The speaker of this poem sounds very conflicted in his attitudes towards the people he's talking about. For one thing, it's very hard to tell if he's trying to praise these powerful people or criticize them. But it goes even deeper than that.
Did you notice that he never actually says anything like, "I'm criticizing these people because of x," or, "I'm praising these people because of y." Throughout most of the poem, the only way you can tell if he's criticizing or praising is by looking at the things he says and deciding for yourself if they're positive or negative qualities. (The only exception is when he uses the word "rightly" to describe how the powerful people "inherit heaven's graces" in Line 5.) But deciding if it's positive or negative is also hard, because most of the things he says can be taken in more than one way—and also because this poem is a sort of Bizarro-Land, where things that would ordinarily be bad are suddenly good (like being a hypocrite, for example).
Clearly, the poem itself raises more questions about the speaker than it answers.
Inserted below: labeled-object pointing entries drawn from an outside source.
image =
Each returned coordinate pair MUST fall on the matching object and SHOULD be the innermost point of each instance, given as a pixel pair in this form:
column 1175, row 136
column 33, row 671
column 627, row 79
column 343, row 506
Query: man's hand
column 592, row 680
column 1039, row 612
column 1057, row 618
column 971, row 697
Is there another path we could take to try to figure out what the speaker is getting at? How about imagining where he's coming from, what life experience he is drawing on to make the statements he makes here.
Obviously, this is totally up to interpretation, so we're just offering the following suggestions as food for thought. But what if we thought about the poem as break-up poem? It is a sonnet after all, and most sonnets are all about the L-word. The bitterness of the last two lines, especially, seems like something that a jilted lover might say about his or her ex—somebody that the person once loved, but who let them down. Or perhaps it's a wise father-figure type, offering sage advice about how to handle your talents and gifts. Could some back-story like this explain the bizarre tangle of emotions we find in Sonnet 94? We don't know, but we welcome you to Shmoop amongst yourselves.